Generalmente la dichiarazione di successione deve essere presentata all’Agenzia delle Entrate entro 12 mesi dalla data di morte del soggetto. Se, per qualche motivo, la dichiarazione non dovesse essere presentata in tempo, è possibile ricorrere alla dichiarazione di successione tardiva con il ravvedimento operoso. Si tratta, in sostanza, di un’autodichiarazione attraverso la quale si comunica il ritardo all’Agenzia delle Entrate, che a sua volta provvederà ad applicare una mora variabile in base al ritardo accumulato.

Il calcolo del ravvedimento operoso per successione tardiva

Per il calcolo della mora da versare per ravvedimento operoso per successione tardiva si possono usare dei comodi software online, tenendo conto della tipologia di beni e del ritardo accumulato. Il ravvedimento operoso e le rispettive sanzioni ridotte si dividono infatti in cinque categorie: sprint, se effettuato entro 14 giorni; breve, se effettuato tra i 15 e i 30 giorni; intermedio, se effettuato entro 90 giorni dall’omissione; lungo, se effettuato entro l’anno in corso; ed infine lunghissimo se effettuato con un ritardo superiore ai 2 anni dalla data di apertura della successione.

Cosa accade in caso di successione con erede deceduto

In caso di erede morto prima del testatore si apre un nuovo scenario. Cosa accade in fase di successione?

Successione con erede deceduto e disposizione di un ulteriore chiamato

Il soggetto che per legge o a seguito di un testamento diventa erede viene definito “chiamato all’eredità”.

Tale chiamata si apre al momento della morte della morte del de cuius, quando cioè si apre la successione.
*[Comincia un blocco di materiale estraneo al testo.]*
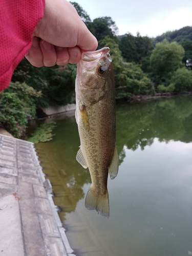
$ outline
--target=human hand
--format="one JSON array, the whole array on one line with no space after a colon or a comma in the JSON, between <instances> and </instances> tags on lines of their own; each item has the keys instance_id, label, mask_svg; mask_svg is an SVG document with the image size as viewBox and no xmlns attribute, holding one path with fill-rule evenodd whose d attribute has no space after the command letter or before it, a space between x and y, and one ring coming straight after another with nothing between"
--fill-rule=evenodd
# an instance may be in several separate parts
<instances>
[{"instance_id":1,"label":"human hand","mask_svg":"<svg viewBox=\"0 0 192 256\"><path fill-rule=\"evenodd\" d=\"M37 67L78 63L82 52L97 47L96 38L66 0L46 0L44 17L32 36L26 57Z\"/></svg>"}]
</instances>

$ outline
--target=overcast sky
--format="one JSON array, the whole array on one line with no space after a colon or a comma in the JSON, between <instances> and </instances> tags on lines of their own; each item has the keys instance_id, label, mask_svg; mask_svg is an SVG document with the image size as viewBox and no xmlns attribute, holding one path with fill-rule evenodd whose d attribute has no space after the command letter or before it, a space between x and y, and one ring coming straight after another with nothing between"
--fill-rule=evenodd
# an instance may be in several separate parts
<instances>
[{"instance_id":1,"label":"overcast sky","mask_svg":"<svg viewBox=\"0 0 192 256\"><path fill-rule=\"evenodd\" d=\"M111 17L119 35L155 37L167 31L192 26L192 0L71 0L87 11L92 20Z\"/></svg>"}]
</instances>

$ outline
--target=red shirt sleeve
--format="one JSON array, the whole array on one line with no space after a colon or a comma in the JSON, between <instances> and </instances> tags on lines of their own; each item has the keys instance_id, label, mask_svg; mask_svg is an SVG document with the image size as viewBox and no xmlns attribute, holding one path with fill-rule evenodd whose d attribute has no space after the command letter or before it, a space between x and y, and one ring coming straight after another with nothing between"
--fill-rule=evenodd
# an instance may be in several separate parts
<instances>
[{"instance_id":1,"label":"red shirt sleeve","mask_svg":"<svg viewBox=\"0 0 192 256\"><path fill-rule=\"evenodd\" d=\"M44 16L45 0L0 1L0 91L32 44L32 35Z\"/></svg>"}]
</instances>

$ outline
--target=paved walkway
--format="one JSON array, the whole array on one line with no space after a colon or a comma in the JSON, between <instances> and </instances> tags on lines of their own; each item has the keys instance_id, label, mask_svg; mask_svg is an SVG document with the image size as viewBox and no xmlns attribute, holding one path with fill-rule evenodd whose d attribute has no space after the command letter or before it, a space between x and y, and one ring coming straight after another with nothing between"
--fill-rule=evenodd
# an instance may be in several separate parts
<instances>
[{"instance_id":1,"label":"paved walkway","mask_svg":"<svg viewBox=\"0 0 192 256\"><path fill-rule=\"evenodd\" d=\"M0 256L74 256L33 144L0 134Z\"/></svg>"}]
</instances>

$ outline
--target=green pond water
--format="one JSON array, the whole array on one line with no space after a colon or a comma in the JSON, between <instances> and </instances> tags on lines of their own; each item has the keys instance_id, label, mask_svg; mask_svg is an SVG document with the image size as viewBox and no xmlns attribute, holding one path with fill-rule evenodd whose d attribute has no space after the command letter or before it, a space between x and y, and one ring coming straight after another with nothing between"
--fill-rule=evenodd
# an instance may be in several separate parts
<instances>
[{"instance_id":1,"label":"green pond water","mask_svg":"<svg viewBox=\"0 0 192 256\"><path fill-rule=\"evenodd\" d=\"M74 114L55 118L53 140L35 146L76 254L192 254L192 97L117 105L120 166L108 180L109 219L84 205L91 178L75 159Z\"/></svg>"}]
</instances>

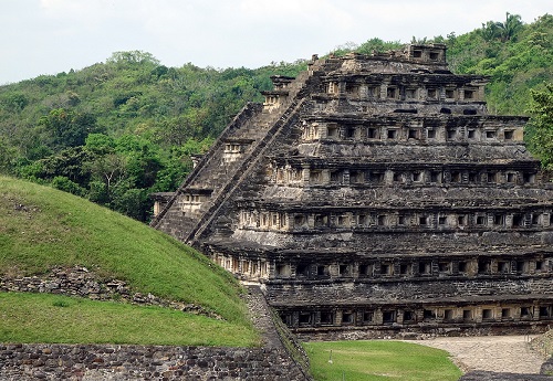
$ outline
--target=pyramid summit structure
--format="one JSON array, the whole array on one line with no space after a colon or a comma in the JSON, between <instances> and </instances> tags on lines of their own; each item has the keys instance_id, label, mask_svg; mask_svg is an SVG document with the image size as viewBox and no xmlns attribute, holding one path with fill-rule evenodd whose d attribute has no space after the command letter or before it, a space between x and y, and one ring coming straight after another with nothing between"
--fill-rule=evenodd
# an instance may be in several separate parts
<instances>
[{"instance_id":1,"label":"pyramid summit structure","mask_svg":"<svg viewBox=\"0 0 553 381\"><path fill-rule=\"evenodd\" d=\"M553 322L553 187L528 119L442 44L273 76L152 225L246 281L299 335L513 334Z\"/></svg>"}]
</instances>

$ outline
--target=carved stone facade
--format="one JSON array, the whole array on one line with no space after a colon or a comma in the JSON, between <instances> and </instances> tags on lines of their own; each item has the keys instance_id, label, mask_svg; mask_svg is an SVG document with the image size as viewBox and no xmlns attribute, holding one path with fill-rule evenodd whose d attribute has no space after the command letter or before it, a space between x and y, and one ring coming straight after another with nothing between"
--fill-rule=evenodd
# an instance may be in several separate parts
<instances>
[{"instance_id":1,"label":"carved stone facade","mask_svg":"<svg viewBox=\"0 0 553 381\"><path fill-rule=\"evenodd\" d=\"M526 118L488 114L484 76L430 44L272 80L153 226L261 282L301 335L553 322L553 187Z\"/></svg>"}]
</instances>

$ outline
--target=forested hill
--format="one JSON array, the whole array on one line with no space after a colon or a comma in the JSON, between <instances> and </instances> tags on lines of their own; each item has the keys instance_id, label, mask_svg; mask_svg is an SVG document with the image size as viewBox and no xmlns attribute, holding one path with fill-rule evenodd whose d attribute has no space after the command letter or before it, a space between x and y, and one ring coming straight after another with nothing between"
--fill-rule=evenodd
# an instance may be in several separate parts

Se il chiamato all’eredità non può succedere (questo avviene in casi particolari e cioè: perché è deceduto prima o nello stesso momento di chi ha fatto testamento, per indegnità o perché non vuole succedere perché ha rinunciato), si verifica la nuova chiamata a favore di altro soggetto nei seguenti casi:

  • per sostituzione testamentaria se il defunto nel testamento ha indicato un altro soggetto al suo posto
  • per rappresentazione in determinati casi e per determinati soggetti ex art. 467 c.c.
  • per accrescimento tra coeredi in casi definiti ex art. 674 c.c.

Se non si applicano questi casi, si apre la successione legittima.

Requisiti necessari per la rappresentazione

L’ulteriore chiamato può essere indicato tramite le regole della rappresentazione quando sussistono alcune condizioni:

  • il primo chiamato (l’erede deceduto prima della successione) deve avere dei discendenti, legittimi o naturali;
  • il chiamato premorto deve essere figlio legittimo del defunto, oppure adottivo, legittimato o naturale. Può anche essere sorella o fratello del defunto o discendente della sorella e del fratello del defunto.

In presenza di questi presupposti i rappresentanti, cioè i soggetti che discendono dall’erede morto prima del testatore, gli subentrano a seconda del grado di parentela con il loro ascendente.

All’interno della stirpe del defunto le regole della rappresentazione procedono all’infinito, non viene quindi posto alcun limite di grado fra la parentela del de cuius e quella del discendente.

In sostanza, quindi, se il primo chiamato muore senza aver esercitato il diritto di accettare l’eredità, questo diritto viene trasmesso ai suoi eredi insieme al patrimonio ereditario.